Strings in Emacs Lisp are somewhat difficult to deal with, for the following reasons:
-
They can be either "unibyte" strings, which correspond to byte vectors in Scheme, and "multibyte" strings, which can handle unicode. Whether a string is considered unibyte or multibyte depends on its contents; see Section 2.3.8.2, "Non-ASCII Characters in Strings" in the Emacs Lisp manual for details.
-
Whether a string is considered unibyte or multibyte not only depends on its contents, but also the source it is read from.
-
A multibyte string can include characters outside of the unicode codepoint range. This happens for instance when the string includes a hexadecimal or octal escape interpreted as a single byte, potentially violating the encoding rules of the multibyte source.
-
Emacs Lisp string syntax supports a multitude of escaping modes, some of which originate from representing keyboard event sequences in strings. Using these "keyboard-oriented" escapes inside strings is explicitly discouraged in the Emacs Lisp manual.
The way lexpr
deals with this complexity is the following:
-
The input source is always considered to be "multibyte" using the UTF-8 encoding; other encodings are not supported.
-
Mixing non-ASCII UTF-8 characters, either directly part of the input or represented using escape sequences, and hexadecimal or octal escape sequences resulting in a single byte outside of the ASCII range will result in a parse error. For instance, the following string cannot be parsed by
lexpr
:"\xFC\N{U+203D}"
Emacs, however, would parse this as a string containing the "character" sequence
#x3ffffc
,#x203d
. Note that the first "character" is not a valid unicode codepoint. -
Strings containing only ASCII characters and at least one single-byte hexadecimal or octal escape will be parsed as byte vectors instead of strings. This mirrors the Emacs Lisp rules for when a string will be considered to be "unibyte".

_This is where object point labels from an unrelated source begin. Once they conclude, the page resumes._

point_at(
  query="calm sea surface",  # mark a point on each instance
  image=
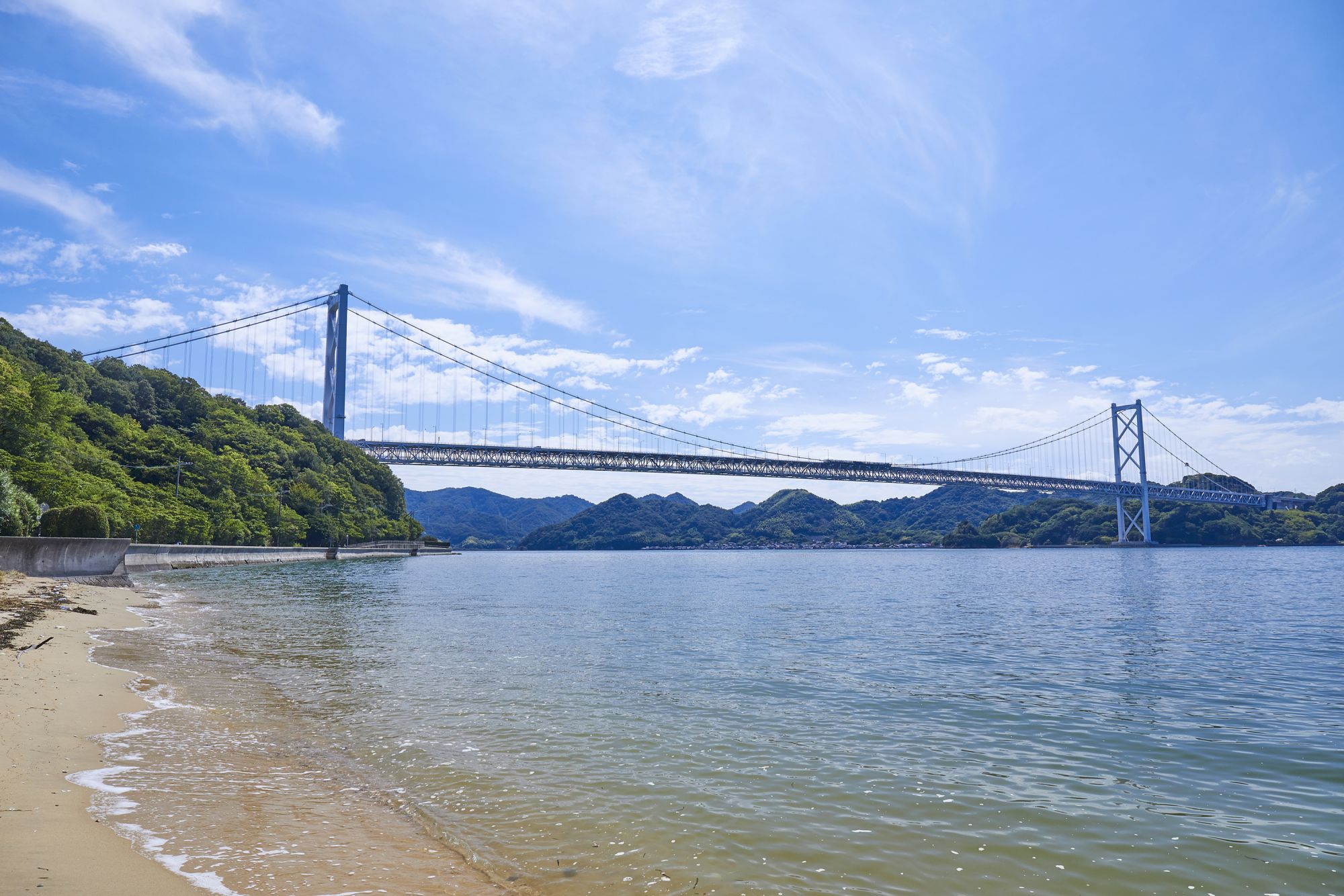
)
(814, 722)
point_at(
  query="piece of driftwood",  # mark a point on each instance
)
(32, 647)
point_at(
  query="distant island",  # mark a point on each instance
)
(139, 452)
(958, 517)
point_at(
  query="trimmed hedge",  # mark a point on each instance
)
(76, 522)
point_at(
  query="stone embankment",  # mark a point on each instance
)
(101, 558)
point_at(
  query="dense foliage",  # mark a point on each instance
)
(112, 436)
(18, 508)
(788, 518)
(1072, 522)
(76, 522)
(963, 517)
(478, 519)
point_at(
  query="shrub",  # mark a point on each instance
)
(18, 508)
(76, 522)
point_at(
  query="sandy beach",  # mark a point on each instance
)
(52, 702)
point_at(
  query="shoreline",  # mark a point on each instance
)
(64, 714)
(54, 702)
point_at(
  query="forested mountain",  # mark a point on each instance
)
(478, 519)
(954, 515)
(792, 517)
(108, 439)
(1072, 522)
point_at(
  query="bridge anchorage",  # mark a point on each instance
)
(417, 397)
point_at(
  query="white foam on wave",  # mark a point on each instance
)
(153, 844)
(97, 780)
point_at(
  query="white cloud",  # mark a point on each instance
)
(157, 252)
(724, 405)
(717, 378)
(151, 36)
(75, 257)
(76, 96)
(941, 366)
(1294, 197)
(69, 316)
(916, 394)
(839, 422)
(1323, 409)
(683, 41)
(943, 332)
(77, 208)
(1014, 418)
(479, 280)
(1022, 377)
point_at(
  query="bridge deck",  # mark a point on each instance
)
(416, 453)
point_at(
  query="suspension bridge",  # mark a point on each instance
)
(409, 396)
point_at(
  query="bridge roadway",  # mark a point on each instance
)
(540, 459)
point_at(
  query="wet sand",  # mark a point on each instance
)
(52, 702)
(75, 813)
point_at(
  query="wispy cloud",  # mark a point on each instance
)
(76, 96)
(462, 277)
(1294, 197)
(151, 36)
(943, 332)
(75, 206)
(67, 316)
(683, 40)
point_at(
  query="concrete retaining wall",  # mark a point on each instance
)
(154, 558)
(62, 557)
(85, 558)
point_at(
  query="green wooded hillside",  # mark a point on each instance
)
(108, 435)
(787, 518)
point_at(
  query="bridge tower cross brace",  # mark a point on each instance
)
(1127, 429)
(334, 378)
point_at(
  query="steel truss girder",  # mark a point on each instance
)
(538, 459)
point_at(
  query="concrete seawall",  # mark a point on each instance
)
(154, 558)
(93, 558)
(62, 557)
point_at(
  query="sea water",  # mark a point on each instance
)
(757, 722)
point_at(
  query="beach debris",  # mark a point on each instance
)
(32, 647)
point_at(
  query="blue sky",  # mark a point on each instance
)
(876, 230)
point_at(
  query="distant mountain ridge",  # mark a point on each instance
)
(480, 519)
(788, 518)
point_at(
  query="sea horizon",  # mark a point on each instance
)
(843, 723)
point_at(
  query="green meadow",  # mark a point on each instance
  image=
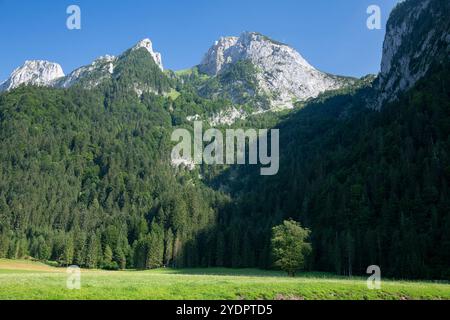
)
(31, 280)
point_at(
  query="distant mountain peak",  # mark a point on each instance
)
(33, 72)
(148, 45)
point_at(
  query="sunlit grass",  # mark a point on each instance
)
(248, 284)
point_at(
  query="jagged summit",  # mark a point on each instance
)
(148, 45)
(33, 72)
(282, 73)
(44, 73)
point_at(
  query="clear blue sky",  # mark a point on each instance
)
(331, 34)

When producing S-expression text, byte vectors will always be represented as a sequence of octal-escaped bytes.
-
The escaping styles supported by
lexpr
are:- Hexadecimal (
\xN...
) and octal (\N...
) - Unicode (
\uNNNN
,\U00NNNNNN
) - Named unicode (
\N{U+X...}
). Note that the syntax that refers to codepoints using their full name (e.g.\N{LATIN SMALL LETTER A WITH GRAVE}
) is deliberately not supported.
- Hexadecimal (
It is expected that these restrictions will not be an impediment when using S-expressions as a data exchange format between Emacs Lisp and Rust programs. In short, S-expressions produced by Rust should be always be parsable by Emacs, and the other direction should work as long as there are no strings with non-unicode "characters" are involved.